# Solving MNIST with different python packages

There are many different machine learning packages out there. We want to have a look at the most popular ones and see how we can use them to solve a well known problem. MNIST has become the "hello world" of machine learning. It is a dataset containing images of handwritten digits and labels and the goal is to train a model that can classify the images correctly. In this notebook we use scikit-learn and Tensor Flow and we are especially interested in the necessary steps to get from 'I have data' to 'I have a trained model'.

## Scikit-learn

Scikit-learn is a python packge built on NumPy and SciPy. It contains easy to use implementations of many machine learning algorithms and is one of the most used machine learning packages in python.
To solve our problem we use a support vector machine implementation from scikit-learn and train it on MNIST data.
The following MNIST example is an abbreviated version taken from Scikit-learns documentation.
For the full example look here: http://scikit-learn.org/stable/auto_examples/classification/plot_digits_classification.html      

In [6]:
from sklearn import datasets, svm, metrics, model_selection

# Prepare data
data, target = datasets.load_digits(return_X_y=True)
train_data, test_data, train_target, expected = model_selection.train_test_split(data, target, random_state=1)

# create and train classifier
classifier = svm.SVC(gamma=0.01)
classifier.fit(train_data, train_target)

predicted = classifier.predict(test_data)
print("Accuracy score", metrics.accuracy_score(expected, predicted))

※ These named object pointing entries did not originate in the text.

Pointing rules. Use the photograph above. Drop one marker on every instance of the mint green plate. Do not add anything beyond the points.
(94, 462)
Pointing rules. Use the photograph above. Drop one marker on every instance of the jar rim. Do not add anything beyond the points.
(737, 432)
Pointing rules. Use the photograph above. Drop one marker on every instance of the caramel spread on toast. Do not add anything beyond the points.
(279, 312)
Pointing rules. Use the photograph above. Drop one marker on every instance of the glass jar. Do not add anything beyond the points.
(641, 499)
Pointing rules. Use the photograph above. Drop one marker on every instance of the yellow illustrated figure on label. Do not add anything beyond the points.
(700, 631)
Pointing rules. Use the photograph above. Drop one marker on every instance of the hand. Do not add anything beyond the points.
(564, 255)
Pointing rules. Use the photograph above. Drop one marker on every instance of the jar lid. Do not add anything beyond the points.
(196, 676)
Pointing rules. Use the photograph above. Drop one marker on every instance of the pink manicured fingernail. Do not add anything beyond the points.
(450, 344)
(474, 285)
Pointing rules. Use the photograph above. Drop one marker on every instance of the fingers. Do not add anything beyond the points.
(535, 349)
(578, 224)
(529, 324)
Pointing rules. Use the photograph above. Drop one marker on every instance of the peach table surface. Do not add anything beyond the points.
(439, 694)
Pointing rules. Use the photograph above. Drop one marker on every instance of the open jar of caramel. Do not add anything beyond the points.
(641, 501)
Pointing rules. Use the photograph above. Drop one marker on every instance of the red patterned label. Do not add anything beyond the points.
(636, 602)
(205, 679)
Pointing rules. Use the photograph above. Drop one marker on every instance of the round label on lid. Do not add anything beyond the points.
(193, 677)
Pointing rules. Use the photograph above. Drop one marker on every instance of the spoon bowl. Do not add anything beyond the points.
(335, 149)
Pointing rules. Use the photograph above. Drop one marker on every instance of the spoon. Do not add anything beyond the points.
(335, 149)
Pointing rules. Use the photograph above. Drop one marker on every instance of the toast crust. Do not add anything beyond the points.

Accuracy score 0.735555555556


## Auto-sklearn

When using scikit-learn (and machine learning in general) we often have to make decisions that influence how good our models can be. We have to decide what algorithm to use, what model to use or what model parameters to use. These problems have lead to researchers looking into how to automate machine learning itself. Think of it as 'We want to learn how to learn". There is an interesting package called auto-sklearn which is build on top of scikit-learn. In our first example we decided to use a support vector machine with an input parameter. When we run the same example again, but with auto-sklearn the auto classifier will choose an algorithm and input parameters for us. The example is from https://automl.github.io/auto-sklearn/stable/.

In [14]:
import autosklearn.classification

automl = autosklearn.classification.AutoSklearnClassifier()
automl.fit(train_data, train_target)
predicted = automl.predict(test_data)
print("Accuracy score", metrics.accuracy_score(expected, predicted))

Accuracy score 0.988888888889


## Tensor Flow

Last but not least, we want to have a look at Tensor Flow. Tensor Flow is an open source software that was originally developed by Google. Its popularity has many reasons one of which is, that it is suited for both research as well as production environments. We wont go into detail since it is a very large and powerfull software library. Instead we define a simple model for MNIST training and look at the necessary steps and to train it. 
In contrast to scikit-learn, where we simply wrote "model.fit" we now have to declare our model and train it explicitly using gradient descent in a for loop. 
The code we use is again an abbreviated version from a tutorial we found on their documentation. For the full tutorial look here: http://www.tensorflow.org/get_started/mnist/beginners

In [3]:
from tensorflow.examples.tutorials.mnist import input_data

data = input_data.read_data_sets("MNIST_data/", one_hot=True)

Extracting MNIST_data/train-images-idx3-ubyte.gz
Extracting MNIST_data/train-labels-idx1-ubyte.gz
Extracting MNIST_data/t10k-images-idx3-ubyte.gz
Extracting MNIST_data/t10k-labels-idx1-ubyte.gz


In [8]:
import tensorflow as tf

# init variables
x = tf.placeholder(tf.float32, [None, 784])
W = tf.Variable(tf.zeros([784, 10]))
b = tf.Variable(tf.zeros([10]))

# implement model
y = tf.nn.softmax(tf.matmul(x, W) + b)
y_ = tf.placeholder(tf.float32, [None, 10])
cross_entropy = tf.reduce_mean(tf.nn.softmax_cross_entropy_with_logits(labels=y_, logits=y))

# Train model
sess = tf.InteractiveSession()
tf.global_variables_initializer().run()

for i in range(1000):
    batch_xs, batch_ys = data.train.next_batch(100)
    sess.run(tf.train.GradientDescentOptimizer(0.5).minimize(cross_entropy), feed_dict={x: batch_xs, y_: batch_ys})
    
correct_prediction = tf.equal(tf.argmax(y, 1), tf.argmax(y_, 1))
accuracy = tf.reduce_mean(tf.cast(correct_prediction, tf.float32))
print("Accuracy score", sess.run(accuracy, feed_dict={x: data.test.images, y_: data.test.labels}))

Accuracy score 0.9065